CAFRU is working with the Darrington School District, North Counties Family Services and WSU’s Snohomish County Extension Office to help the community confront the long-term process of grieving in order to emerge stronger and more resilient, Blodgett said.

Critical to this effort, say community leaders, is how the landslide brought forward problems long acknowledged but not fully addressed. These include family violence, untreated mental health and substance abuse and social isolation, Blodgett said.

CAFRU will provide professional development and systematic coaching and consultation for three to four years. The partnership’s goal is to have a skilled, trauma-informed workforce and families who feel confident and capable in supporting their children.

In the face of extraordinary stresses like the landslide, some children and adults are placed at much greater risk for significant adjustment problems as they struggle with loss. Darrington leaders know this connection is real and that long-term recovery from the tragedy requires working to break the cycle of ACEs across generations, Blodgett said.
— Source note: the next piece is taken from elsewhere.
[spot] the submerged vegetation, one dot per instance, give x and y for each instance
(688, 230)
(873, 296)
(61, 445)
Darrington has multiple strengths, he said, including a strong sense of community, belief in helping neighbors and a sense of itself as a community that looks first to its own resources to solve problems. Community leaders fully acknowledge the loss from the slide but refuse to be defined by tragedy.

As a result, Blodgett said, the goal for Darrington is how to grow out of the tragedy as the kind of community it wants to be, addressing both recovery from the landslide and long-term problems that have been largely unaddressed.